Organ Trafficking: China Sentences 15 To Jail For Black Market Kidney Operation
A court in China sentenced 15 people to prison for running a kidney trafficking operation in which donors were often paid less than $4,000 for their spare organ, according to Chinese news.
The global black market trade in human organs, estimated to be a $1 billion industry, fills a dire need for those with the money to pay. In the United States, 4,000 people die every year waiting for a kidney, according to a recent New York Times investigation into the underground kidney market. The World Health Organization estimates, generously, that available organs fill about one-tenth of the global need.
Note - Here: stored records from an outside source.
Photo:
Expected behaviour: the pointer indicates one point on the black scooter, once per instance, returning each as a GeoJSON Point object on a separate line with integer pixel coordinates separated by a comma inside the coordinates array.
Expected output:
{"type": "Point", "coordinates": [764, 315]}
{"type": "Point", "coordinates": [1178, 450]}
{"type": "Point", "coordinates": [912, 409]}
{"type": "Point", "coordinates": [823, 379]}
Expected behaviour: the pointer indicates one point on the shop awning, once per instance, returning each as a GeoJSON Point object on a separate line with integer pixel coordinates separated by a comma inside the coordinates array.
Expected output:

In China, more than 1.5 million people are waiting for organ transplants. The trafficking ring, sentenced last week in Beijing, included brokers who recruited donors and three doctors who performed the operations, the South China Morning Post reported. Donors, which the traffickers called “suppliers,” had their organs removed in a community health center several hours from Beijing. When the operation was complete, the ringleader drove the organs to a major hospital in the capital, in an ice box, for the second half of the procedure. They also performed operations inside a house they rented.
The group was convicted of harvesting 51 kidneys, and each was sentenced to prison terms ranging from 3.5 to 12 years. Clients paid upwards of $33,000 for the kidneys, but the suppliers, often discovered through social media, received only a fraction of that for their parts. The United Nations has said that more often, donors are tricked into giving their organs, and are frequently uncompensated. The Times investigation revealed that many Central American donors are recruited in taxis by a cabbie who vets them for financial desperation and refers them to a “friend” who could help.
In 2012, China broke up another trafficking ring after a 17-year-old young man agreed to sell a kidney for $3,500 so that he could buy an iPhone and an iPad. The perpetrators were convicted of intentional injury after the teen began to suffer from renal deficiency. China is considered one of the hotspots for organ trafficking, a practice which is illegal in every country but one: Iran, where there is virtually no waiting list for organs.